Regardless of the country in which your personal data is processed, we undertake necessary measures to ensure that your personal data is protected with a high level of security that is appropriate to the risks associated with the processing and maintain physical, electronic, and procedural safeguards to protect it.
What rights do you have over your personal data?
You, as the data subject, have several rights that you can at any time exercise by using the Finshark’s contact information provided below. The following points thereby provide an overview of the rights that you are entitled to enjoy (cf. Chapter 3 GDPR):
1) Right to access.
You have the right to access your personal data. This means that you have the right to get an extract from the register detailing Finshark’s processing of your personal data. Finshark shall, upon request of an extract from the register, provide you with a copy of the processed personal data and information about the processing.
2) Right to rectification/correction.
You have the right to get your personal data corrected if it is inaccurate, incomplete, or misleading, and the right to restrict processing of the personal data until it is changed
3) Right to restriction of processing.
You have the right to request that the processing of personal data be limited only to processing for certain specific purposes. Such right to restriction of processing applies in the following cases:
3.1) If the personal data is incorrect and the Finshark needs time to verify the accuracy of the data.
3.2) If you object to the processing or request the restriction of the use performed by Finshark, in which case the processing shall be limited until the justification for your objection and Finshark’s compelling reasons have been weighed.

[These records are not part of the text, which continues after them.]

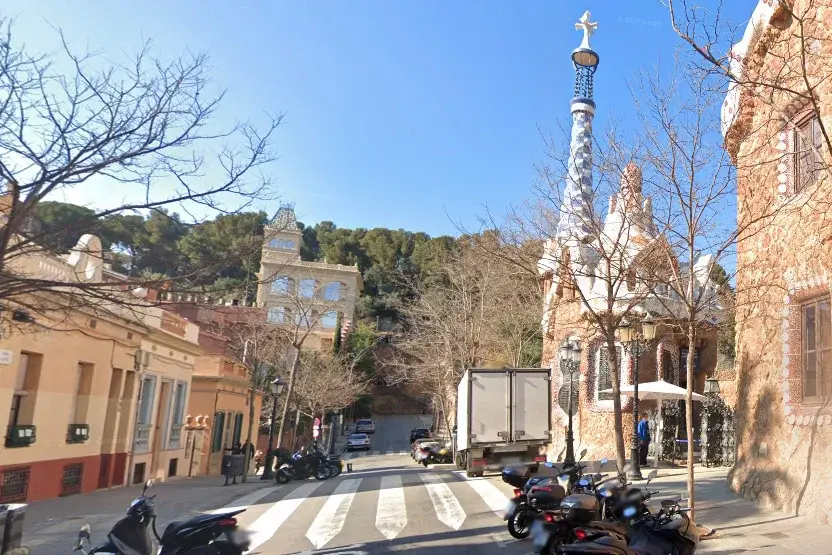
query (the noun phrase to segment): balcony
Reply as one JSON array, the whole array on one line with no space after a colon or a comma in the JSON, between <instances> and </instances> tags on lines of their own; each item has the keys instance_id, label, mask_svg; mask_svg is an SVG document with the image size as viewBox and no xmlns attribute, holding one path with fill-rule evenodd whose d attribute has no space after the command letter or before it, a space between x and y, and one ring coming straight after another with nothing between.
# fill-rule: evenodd
<instances>
[{"instance_id":1,"label":"balcony","mask_svg":"<svg viewBox=\"0 0 832 555\"><path fill-rule=\"evenodd\" d=\"M152 424L136 424L135 440L133 441L137 452L146 452L150 448L150 430Z\"/></svg>"},{"instance_id":2,"label":"balcony","mask_svg":"<svg viewBox=\"0 0 832 555\"><path fill-rule=\"evenodd\" d=\"M66 430L67 443L84 443L90 438L89 424L70 424Z\"/></svg>"},{"instance_id":3,"label":"balcony","mask_svg":"<svg viewBox=\"0 0 832 555\"><path fill-rule=\"evenodd\" d=\"M175 424L170 429L170 440L168 441L168 449L179 449L180 441L182 440L182 426L183 424Z\"/></svg>"},{"instance_id":4,"label":"balcony","mask_svg":"<svg viewBox=\"0 0 832 555\"><path fill-rule=\"evenodd\" d=\"M6 447L29 447L37 439L33 425L9 426L6 432Z\"/></svg>"}]
</instances>

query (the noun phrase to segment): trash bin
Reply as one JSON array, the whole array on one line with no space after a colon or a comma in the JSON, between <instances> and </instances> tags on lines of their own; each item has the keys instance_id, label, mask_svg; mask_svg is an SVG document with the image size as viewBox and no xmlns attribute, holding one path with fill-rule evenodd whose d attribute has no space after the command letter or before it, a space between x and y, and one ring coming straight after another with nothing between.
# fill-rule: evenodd
<instances>
[{"instance_id":1,"label":"trash bin","mask_svg":"<svg viewBox=\"0 0 832 555\"><path fill-rule=\"evenodd\" d=\"M6 552L6 516L9 514L8 505L0 505L0 554Z\"/></svg>"},{"instance_id":2,"label":"trash bin","mask_svg":"<svg viewBox=\"0 0 832 555\"><path fill-rule=\"evenodd\" d=\"M243 465L245 464L244 455L223 455L222 456L222 475L225 476L225 483L228 485L228 479L233 478L234 483L237 483L237 476L244 472Z\"/></svg>"},{"instance_id":3,"label":"trash bin","mask_svg":"<svg viewBox=\"0 0 832 555\"><path fill-rule=\"evenodd\" d=\"M0 509L0 519L5 525L0 553L20 547L20 544L23 543L23 521L26 519L26 507L25 503L5 505L5 518L3 518L2 509Z\"/></svg>"}]
</instances>

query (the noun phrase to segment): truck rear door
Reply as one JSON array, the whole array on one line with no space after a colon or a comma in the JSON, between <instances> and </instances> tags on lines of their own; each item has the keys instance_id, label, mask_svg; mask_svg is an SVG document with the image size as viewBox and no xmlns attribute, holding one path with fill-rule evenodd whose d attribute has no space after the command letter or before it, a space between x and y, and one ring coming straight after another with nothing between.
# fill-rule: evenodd
<instances>
[{"instance_id":1,"label":"truck rear door","mask_svg":"<svg viewBox=\"0 0 832 555\"><path fill-rule=\"evenodd\" d=\"M512 433L518 441L550 438L550 390L549 373L546 371L514 372L512 395Z\"/></svg>"},{"instance_id":2,"label":"truck rear door","mask_svg":"<svg viewBox=\"0 0 832 555\"><path fill-rule=\"evenodd\" d=\"M471 443L508 441L509 374L472 371L471 378Z\"/></svg>"}]
</instances>

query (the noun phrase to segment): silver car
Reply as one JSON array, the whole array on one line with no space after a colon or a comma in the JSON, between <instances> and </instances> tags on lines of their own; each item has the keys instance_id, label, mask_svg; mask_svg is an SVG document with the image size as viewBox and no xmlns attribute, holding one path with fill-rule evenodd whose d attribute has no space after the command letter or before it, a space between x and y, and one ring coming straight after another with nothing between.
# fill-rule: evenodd
<instances>
[{"instance_id":1,"label":"silver car","mask_svg":"<svg viewBox=\"0 0 832 555\"><path fill-rule=\"evenodd\" d=\"M363 434L374 434L376 433L376 425L373 424L372 420L359 420L355 423L355 432Z\"/></svg>"},{"instance_id":2,"label":"silver car","mask_svg":"<svg viewBox=\"0 0 832 555\"><path fill-rule=\"evenodd\" d=\"M347 438L347 451L356 449L370 450L370 436L367 434L350 434Z\"/></svg>"}]
</instances>

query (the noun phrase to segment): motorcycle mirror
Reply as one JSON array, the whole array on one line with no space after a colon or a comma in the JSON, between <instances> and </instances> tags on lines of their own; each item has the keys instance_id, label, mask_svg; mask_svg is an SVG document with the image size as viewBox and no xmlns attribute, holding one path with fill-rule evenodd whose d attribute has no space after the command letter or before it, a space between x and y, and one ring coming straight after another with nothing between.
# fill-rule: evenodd
<instances>
[{"instance_id":1,"label":"motorcycle mirror","mask_svg":"<svg viewBox=\"0 0 832 555\"><path fill-rule=\"evenodd\" d=\"M607 457L604 457L603 459L601 459L601 466L604 466L608 462L610 462L610 460Z\"/></svg>"},{"instance_id":2,"label":"motorcycle mirror","mask_svg":"<svg viewBox=\"0 0 832 555\"><path fill-rule=\"evenodd\" d=\"M583 458L584 458L584 457L586 457L586 453L587 453L587 450L586 450L586 449L584 449L583 451L581 451L581 460L583 460Z\"/></svg>"},{"instance_id":3,"label":"motorcycle mirror","mask_svg":"<svg viewBox=\"0 0 832 555\"><path fill-rule=\"evenodd\" d=\"M80 539L84 539L84 540L90 539L90 533L91 532L92 532L92 530L90 529L90 525L89 524L84 524L83 526L81 526L81 529L78 530L78 539L79 540Z\"/></svg>"},{"instance_id":4,"label":"motorcycle mirror","mask_svg":"<svg viewBox=\"0 0 832 555\"><path fill-rule=\"evenodd\" d=\"M543 463L543 466L548 466L549 468L554 468L555 463L546 462L546 463Z\"/></svg>"},{"instance_id":5,"label":"motorcycle mirror","mask_svg":"<svg viewBox=\"0 0 832 555\"><path fill-rule=\"evenodd\" d=\"M655 478L658 475L659 475L658 469L654 468L653 470L651 470L650 474L647 475L647 483L649 484L653 480L653 478Z\"/></svg>"},{"instance_id":6,"label":"motorcycle mirror","mask_svg":"<svg viewBox=\"0 0 832 555\"><path fill-rule=\"evenodd\" d=\"M3 553L3 555L30 555L30 553L32 553L32 548L22 546L9 549L5 553Z\"/></svg>"}]
</instances>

3.3) If the personal data is no longer needed for Finshark’s activities, you request that it continues to be stored in case it is needed to make legal claims.
3.4) If you believe that Finshark should delete your personal data but Finshark for some reason is unable to accommodate your request.

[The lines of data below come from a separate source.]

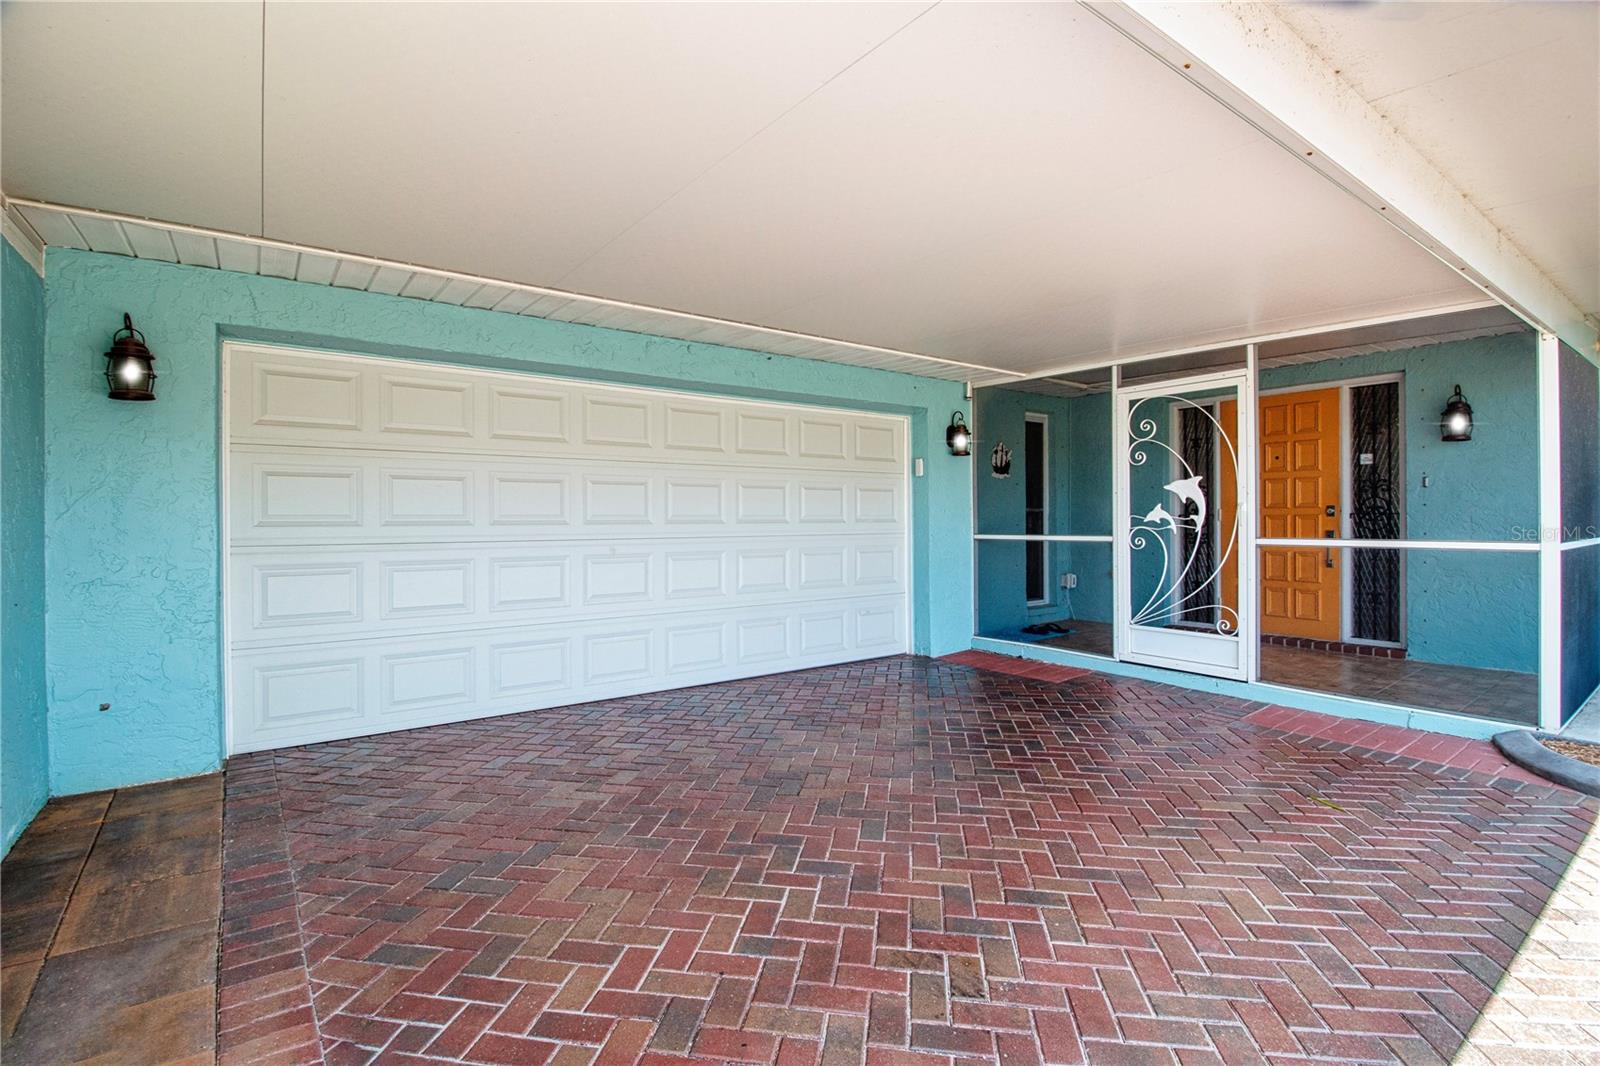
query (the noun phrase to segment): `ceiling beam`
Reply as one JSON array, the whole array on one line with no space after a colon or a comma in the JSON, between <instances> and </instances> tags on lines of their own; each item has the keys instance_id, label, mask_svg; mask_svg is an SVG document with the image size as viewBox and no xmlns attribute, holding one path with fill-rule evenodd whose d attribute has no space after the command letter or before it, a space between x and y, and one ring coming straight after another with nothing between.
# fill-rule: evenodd
<instances>
[{"instance_id":1,"label":"ceiling beam","mask_svg":"<svg viewBox=\"0 0 1600 1066\"><path fill-rule=\"evenodd\" d=\"M1121 0L1084 7L1531 325L1591 359L1600 356L1600 324L1270 4Z\"/></svg>"}]
</instances>

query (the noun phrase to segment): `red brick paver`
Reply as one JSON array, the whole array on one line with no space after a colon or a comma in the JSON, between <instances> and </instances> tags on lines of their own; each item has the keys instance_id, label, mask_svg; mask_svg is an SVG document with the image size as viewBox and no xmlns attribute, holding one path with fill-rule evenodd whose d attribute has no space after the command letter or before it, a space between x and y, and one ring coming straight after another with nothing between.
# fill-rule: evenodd
<instances>
[{"instance_id":1,"label":"red brick paver","mask_svg":"<svg viewBox=\"0 0 1600 1066\"><path fill-rule=\"evenodd\" d=\"M1254 711L1246 715L1244 720L1251 725L1281 730L1299 737L1316 738L1328 745L1351 751L1397 755L1432 766L1470 770L1485 777L1503 777L1534 785L1546 784L1543 778L1528 773L1501 755L1500 749L1487 740L1444 736L1421 729L1340 718L1276 704Z\"/></svg>"},{"instance_id":2,"label":"red brick paver","mask_svg":"<svg viewBox=\"0 0 1600 1066\"><path fill-rule=\"evenodd\" d=\"M1071 681L1075 677L1093 673L1092 670L1085 670L1082 667L1057 666L1054 663L1042 663L1015 655L996 655L992 651L958 651L954 655L946 655L944 661L960 663L962 666L975 666L979 670L1015 674L1017 677L1031 677L1038 681Z\"/></svg>"},{"instance_id":3,"label":"red brick paver","mask_svg":"<svg viewBox=\"0 0 1600 1066\"><path fill-rule=\"evenodd\" d=\"M1379 649L1386 650L1386 649ZM1056 666L1015 655L998 655L988 651L962 651L944 657L945 662L975 666L980 670L1031 677L1040 681L1069 681L1090 673L1071 666ZM1505 777L1516 781L1542 785L1544 780L1530 774L1516 763L1500 754L1498 748L1487 740L1468 740L1464 737L1444 736L1423 729L1368 722L1359 718L1342 718L1332 714L1318 714L1295 707L1268 704L1245 715L1251 725L1263 726L1297 738L1314 738L1322 746L1333 746L1348 751L1381 755L1400 755L1419 764L1448 766L1458 770L1471 770L1488 777Z\"/></svg>"},{"instance_id":4,"label":"red brick paver","mask_svg":"<svg viewBox=\"0 0 1600 1066\"><path fill-rule=\"evenodd\" d=\"M232 760L222 1057L1449 1061L1595 805L1260 709L901 657Z\"/></svg>"}]
</instances>

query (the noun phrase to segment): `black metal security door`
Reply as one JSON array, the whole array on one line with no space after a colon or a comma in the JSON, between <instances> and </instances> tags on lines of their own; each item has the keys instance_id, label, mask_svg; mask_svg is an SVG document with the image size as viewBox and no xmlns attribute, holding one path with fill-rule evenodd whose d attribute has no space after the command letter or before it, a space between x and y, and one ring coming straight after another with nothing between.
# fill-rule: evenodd
<instances>
[{"instance_id":1,"label":"black metal security door","mask_svg":"<svg viewBox=\"0 0 1600 1066\"><path fill-rule=\"evenodd\" d=\"M1358 540L1400 537L1400 384L1350 389L1351 534ZM1350 635L1398 644L1400 553L1358 548L1350 553Z\"/></svg>"}]
</instances>

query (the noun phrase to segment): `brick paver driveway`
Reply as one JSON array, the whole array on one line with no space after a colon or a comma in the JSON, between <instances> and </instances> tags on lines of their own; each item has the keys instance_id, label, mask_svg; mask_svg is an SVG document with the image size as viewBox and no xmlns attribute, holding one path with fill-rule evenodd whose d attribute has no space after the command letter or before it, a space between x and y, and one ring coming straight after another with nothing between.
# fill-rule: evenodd
<instances>
[{"instance_id":1,"label":"brick paver driveway","mask_svg":"<svg viewBox=\"0 0 1600 1066\"><path fill-rule=\"evenodd\" d=\"M1448 1061L1595 807L1252 709L905 657L233 760L223 1060Z\"/></svg>"}]
</instances>

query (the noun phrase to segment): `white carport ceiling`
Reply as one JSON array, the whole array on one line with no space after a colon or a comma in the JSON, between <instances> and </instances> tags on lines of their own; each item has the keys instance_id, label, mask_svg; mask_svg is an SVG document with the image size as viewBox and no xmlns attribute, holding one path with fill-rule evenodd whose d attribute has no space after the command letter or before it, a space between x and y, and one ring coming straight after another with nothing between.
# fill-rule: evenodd
<instances>
[{"instance_id":1,"label":"white carport ceiling","mask_svg":"<svg viewBox=\"0 0 1600 1066\"><path fill-rule=\"evenodd\" d=\"M1284 4L1279 16L1600 315L1600 4Z\"/></svg>"},{"instance_id":2,"label":"white carport ceiling","mask_svg":"<svg viewBox=\"0 0 1600 1066\"><path fill-rule=\"evenodd\" d=\"M1076 5L4 19L13 196L1013 371L1479 295Z\"/></svg>"}]
</instances>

4) Right to object and erasure.
Under certain circumstances, you have the right to object and be erased if:
4.1) The data is no longer needed for the purpose for which it is processed.
4.2) You withdraw your consent for certain processing and there is no other legal basis for the processing by the Finshark.
4.3) You object to personal data processing performed following a weighing of interests and there are no legitimate reasons that outweigh your interests.
4.4) The processing is for the purpose of direct marketing, and you object to the processing of the data. 4.5) Personal data is processed unlawfully.
4.6) Erasure is required to fulfil a legal obligation.
5) Right to data portability.
You have the right in some cases to retrieve the personal data you provided to us and transfer data to another controller, where technically feasible.
6) Right to complain to the supervisory authority.
If you have any input or questions regarding our personal data processing, you can address them to our data protection officer (DPO via firstname.lastname@example.org (kindly provide ‘GDPR request: your name’) as the subject of your email.
In case you consider that the processing of personal data has been unlawful, as a data subject, you have the right to lodge a complaint with the supervisory authority. In Sweden, the Swedish Data Protection Authority is the supervisory authority that is responsible for monitoring how your personal data are processed.
The Swedish Data Protection Authority
Phone: +46 (0)8-657 61 00
Postal adress: Integritetsskyddsmyndigheten (Box 8114) 104 20 Stockholm
Finshark is responsible for the processing of your personal data and has appointed a DPO who is responsible for monitoring our compliance with applicable data protection legislation. You are welcome to send your request to our DPO via email@example.com (kindly provide ‘GDPR request: your name’) as the subject of your email.
In case of any changes that are significant for our undertakings towards you as the data subject during ongoing personal data processing, you will receive information through our website and/or by email (if you have provided us with an email).